For now, however, net hiring remained soft but positive. Manufacturers hired 322,000 workers in June, down slightly from 329,000 in May. Hiring has trended upward over the past 12 months, with the sector adding 280,000 workers in June 2016. In the latest figures, durable goods firms increased hiring, up from 183,000 to 188,000, its highest level since January 2008. Yet, hiring fell from 146,000 to 135,000 for nondurable goods businesses in June. Meanwhile, total separations—including layoffs, quits and retirements—also ticked lower, down from 325,000 to 321,000. As a result, net hiring (or hires minus separations) increased by 1,000 in June, slowing from a gain of 4,000 in May.

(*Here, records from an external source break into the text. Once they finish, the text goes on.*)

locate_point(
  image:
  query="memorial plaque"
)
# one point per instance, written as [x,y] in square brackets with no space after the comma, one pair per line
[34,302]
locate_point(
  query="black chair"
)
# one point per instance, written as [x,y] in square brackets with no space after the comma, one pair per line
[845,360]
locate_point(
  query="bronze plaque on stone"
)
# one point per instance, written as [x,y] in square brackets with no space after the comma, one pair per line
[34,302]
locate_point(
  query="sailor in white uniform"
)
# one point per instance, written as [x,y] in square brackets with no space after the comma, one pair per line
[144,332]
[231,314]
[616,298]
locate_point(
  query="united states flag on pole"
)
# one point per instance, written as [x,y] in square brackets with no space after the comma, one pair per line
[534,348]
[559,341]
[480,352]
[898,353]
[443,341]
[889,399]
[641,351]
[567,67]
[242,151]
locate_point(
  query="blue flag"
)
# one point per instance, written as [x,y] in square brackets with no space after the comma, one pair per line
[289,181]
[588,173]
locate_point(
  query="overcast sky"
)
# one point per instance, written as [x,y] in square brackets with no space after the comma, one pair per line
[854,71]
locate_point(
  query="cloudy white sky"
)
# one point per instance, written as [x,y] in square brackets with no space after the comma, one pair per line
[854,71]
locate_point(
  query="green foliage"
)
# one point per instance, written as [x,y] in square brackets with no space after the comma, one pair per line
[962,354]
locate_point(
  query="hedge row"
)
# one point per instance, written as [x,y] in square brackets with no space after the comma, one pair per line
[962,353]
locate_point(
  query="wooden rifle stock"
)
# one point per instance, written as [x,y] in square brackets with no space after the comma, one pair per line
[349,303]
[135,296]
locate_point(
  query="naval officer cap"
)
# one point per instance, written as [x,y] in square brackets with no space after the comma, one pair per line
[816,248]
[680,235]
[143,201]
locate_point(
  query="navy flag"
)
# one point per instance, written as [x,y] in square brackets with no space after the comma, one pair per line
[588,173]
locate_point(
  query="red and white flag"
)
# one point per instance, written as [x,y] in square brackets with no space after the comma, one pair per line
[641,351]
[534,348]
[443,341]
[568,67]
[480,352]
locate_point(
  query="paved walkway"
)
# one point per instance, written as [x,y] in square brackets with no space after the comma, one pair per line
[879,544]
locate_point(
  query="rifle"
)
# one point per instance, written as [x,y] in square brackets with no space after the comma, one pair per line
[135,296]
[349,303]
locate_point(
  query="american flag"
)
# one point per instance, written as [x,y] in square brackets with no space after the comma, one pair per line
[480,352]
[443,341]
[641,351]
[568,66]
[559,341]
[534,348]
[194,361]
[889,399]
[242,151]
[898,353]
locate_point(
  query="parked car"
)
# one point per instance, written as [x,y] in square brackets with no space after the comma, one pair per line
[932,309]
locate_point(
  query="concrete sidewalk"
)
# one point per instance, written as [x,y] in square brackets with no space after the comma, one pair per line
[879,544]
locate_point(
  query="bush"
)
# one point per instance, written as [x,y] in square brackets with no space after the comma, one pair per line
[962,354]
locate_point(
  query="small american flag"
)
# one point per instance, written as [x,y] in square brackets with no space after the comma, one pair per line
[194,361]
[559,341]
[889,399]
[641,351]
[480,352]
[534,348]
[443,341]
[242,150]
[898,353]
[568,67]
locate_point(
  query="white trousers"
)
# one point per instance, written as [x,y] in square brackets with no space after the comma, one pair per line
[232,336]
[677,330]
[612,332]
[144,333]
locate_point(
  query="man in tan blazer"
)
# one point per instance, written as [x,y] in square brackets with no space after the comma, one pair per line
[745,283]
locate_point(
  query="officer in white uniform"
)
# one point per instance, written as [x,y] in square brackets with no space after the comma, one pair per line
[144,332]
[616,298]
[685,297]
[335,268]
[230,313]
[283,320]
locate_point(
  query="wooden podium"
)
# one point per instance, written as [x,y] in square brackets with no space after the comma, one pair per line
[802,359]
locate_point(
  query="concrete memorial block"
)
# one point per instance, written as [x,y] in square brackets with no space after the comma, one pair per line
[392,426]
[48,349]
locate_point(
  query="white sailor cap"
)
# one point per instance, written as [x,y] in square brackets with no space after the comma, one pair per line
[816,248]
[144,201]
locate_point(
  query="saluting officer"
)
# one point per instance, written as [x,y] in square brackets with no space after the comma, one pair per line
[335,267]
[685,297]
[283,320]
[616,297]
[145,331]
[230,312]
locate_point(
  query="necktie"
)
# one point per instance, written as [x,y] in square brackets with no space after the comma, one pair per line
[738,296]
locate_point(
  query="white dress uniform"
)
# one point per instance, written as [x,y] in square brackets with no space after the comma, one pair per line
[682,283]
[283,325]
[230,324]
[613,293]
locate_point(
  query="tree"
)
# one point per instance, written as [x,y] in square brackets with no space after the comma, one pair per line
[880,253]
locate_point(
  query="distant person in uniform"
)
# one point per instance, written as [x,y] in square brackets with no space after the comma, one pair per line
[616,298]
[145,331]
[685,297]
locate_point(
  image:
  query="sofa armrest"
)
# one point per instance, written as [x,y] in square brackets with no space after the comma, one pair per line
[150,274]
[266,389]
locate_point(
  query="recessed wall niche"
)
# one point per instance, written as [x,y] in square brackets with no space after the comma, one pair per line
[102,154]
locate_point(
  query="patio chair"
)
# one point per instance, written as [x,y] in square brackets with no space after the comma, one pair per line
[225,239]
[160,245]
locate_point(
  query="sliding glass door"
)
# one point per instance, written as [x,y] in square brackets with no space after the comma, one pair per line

Turning to the larger economy, nonfarm payroll businesses recorded a new all-time high for job openings, up from 5,702,000 in May to 6,163,000 in June. It was the first time in the survey’s 17-year history that job openings have exceeded 6 million, with increased postings in every major industry except for the information sector. Nonetheless, net hiring in the nonfarm sector eased from 214,000 in May to 132,000 in June.